If President Obama intended to deliver a resounding rebuttal to the
Third Way and their argument that economic populism is a loser of an issue, he sure succeeded in his Wednesday speech. Economic disparity, he argued, is a "fundamental threat" to the American dream and to our democracy. This is the agenda that the president promised "where you should expect my administration to focus all our efforts" in the next two years, an agenda that Democrats can and should embrace in 2014 and 2016.
He took Republicans head on, blaming them for the "reckless shutdown," and challenged them on Obama, spoke forcefully in support of a litany of critical policies, some of them urgent, including the current fight to renew jobless benefits and over food stamps. "More than half of Americans at some point in their lives will experience poverty," he said.
That’s why we have nutrition assistance or the program known as SNAP, because it makes a difference for a mother who’s working, but is just having a hard time putting food on the table for her kids. That’s why we have unemployment insurance, because it makes a difference for a father who lost his job and is out there looking for a new one that he can keep a roof over his kids' heads. By the way, Christmastime is no time for Congress to tell more than 1 million of these Americans that they have lost their unemployment insurance, which is what will happen if Congress does not act before they leave on their holiday vacation.
Noting that the top 10 percent of the population now takes half of the nation's income, and that "today’s CEO now makes 273 times" more than the average worker while "a family in the top 1 percent has a net worth 288 times higher than the typical family," the president said "the basic bargain at the heart of our economy has frayed." He forcefully rejected "a politics that suggests any effort to address it in a meaningful way somehow pits the interests of a deserving middle class against those of an undeserving poor in search of handouts."
He also rejected Third Way/Fix the Debt, saying that the "relentlessly growing deficit of opportunity, is a bigger threat to our future than our rapidly shrinking fiscal deficit." Take that, austerity fetishists. Now's the time to raise the minimum wage, he argued, to strengthen workers' collective bargain rights, to pass workplace protections like ENDA. It's also time, he said, to "shore up the promise of Social Security for future generations," addressing the fact that "nearly half of full-time workers and 80 percent of part-time workers don’t have a pension or retirement account at their job," and that "about half of all households don’t have any retirement savings." He left out how he means to shore up Social Security, but the tenor of the speech as a whole suggests that he's not going to be fighting for the chained CPI or any other kind of grand bargain in the next two years.

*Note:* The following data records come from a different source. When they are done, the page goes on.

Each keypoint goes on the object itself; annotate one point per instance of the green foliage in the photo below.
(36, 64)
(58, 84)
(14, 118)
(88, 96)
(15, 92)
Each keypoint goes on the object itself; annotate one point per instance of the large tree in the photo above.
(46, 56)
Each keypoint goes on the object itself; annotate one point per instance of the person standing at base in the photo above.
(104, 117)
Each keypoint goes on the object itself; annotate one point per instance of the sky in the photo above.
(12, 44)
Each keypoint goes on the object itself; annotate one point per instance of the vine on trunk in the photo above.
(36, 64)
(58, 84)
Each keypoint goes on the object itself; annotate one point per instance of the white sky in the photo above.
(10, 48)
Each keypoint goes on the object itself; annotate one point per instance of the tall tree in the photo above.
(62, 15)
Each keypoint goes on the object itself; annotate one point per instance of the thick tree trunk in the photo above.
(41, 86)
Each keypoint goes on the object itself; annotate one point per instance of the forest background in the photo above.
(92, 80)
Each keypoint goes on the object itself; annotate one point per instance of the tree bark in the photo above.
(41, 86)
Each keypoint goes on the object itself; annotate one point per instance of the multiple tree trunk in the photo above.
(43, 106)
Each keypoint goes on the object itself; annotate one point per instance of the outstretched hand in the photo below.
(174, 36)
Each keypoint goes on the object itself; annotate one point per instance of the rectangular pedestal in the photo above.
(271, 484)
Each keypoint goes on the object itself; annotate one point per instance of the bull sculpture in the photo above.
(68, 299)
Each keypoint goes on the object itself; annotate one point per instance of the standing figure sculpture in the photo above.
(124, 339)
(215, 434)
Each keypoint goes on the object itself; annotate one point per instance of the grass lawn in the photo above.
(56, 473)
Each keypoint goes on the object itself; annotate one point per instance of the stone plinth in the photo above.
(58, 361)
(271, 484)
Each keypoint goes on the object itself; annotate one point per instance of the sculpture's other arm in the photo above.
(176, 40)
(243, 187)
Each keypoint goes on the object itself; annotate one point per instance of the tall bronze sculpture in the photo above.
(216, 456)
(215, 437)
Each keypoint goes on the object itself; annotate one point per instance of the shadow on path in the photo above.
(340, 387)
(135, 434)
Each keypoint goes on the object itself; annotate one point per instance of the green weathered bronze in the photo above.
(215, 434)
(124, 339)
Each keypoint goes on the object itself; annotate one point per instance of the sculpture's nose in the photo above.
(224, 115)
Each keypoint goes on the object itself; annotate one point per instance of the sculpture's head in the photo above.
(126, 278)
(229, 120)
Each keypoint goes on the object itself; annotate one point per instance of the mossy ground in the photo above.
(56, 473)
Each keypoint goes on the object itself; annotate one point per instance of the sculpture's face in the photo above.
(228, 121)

He concluded by reminding us of why he fought for the Affordable Care Act: "because 14,000 Americans lost their health insurance every single day, and even more died each year because they didn’t have health insurance at all."
We did it because millions of families who thought they had coverage were driven into bankruptcy by out-of-pocket costs that they didn't realize would be there. Tens of millions of our fellow citizens couldn’t get any coverage at all. And Dr. King once said, "Of all the forms of inequality, injustice in health care is the most shocking and inhumane.”
And he did what Democrats need to be doing constantly: making the case for government.
Because government is us. It can and should reflect our deepest values and commitments. And if we refocus our energies on building an economy that grows for everybody, and gives every child in this country a fair chance at success, then I remain confident that the future still looks brighter than the past, and that the best days for this country we love are still ahead.
If President Obama keeps his promise of focusing on inequality for the remainder of his term, and if Democrats fight right there with him, it won't mean that his policies will be enacted. The Republican House will still reject them. But if President Obama and Democrats keep putting forward proposals that the American people
have been clamoring for years, and keep pointing out that it's the Republicans who are refusing to allow them to succeed, the next two elections could be very good for Democrats. And thus very good for the country.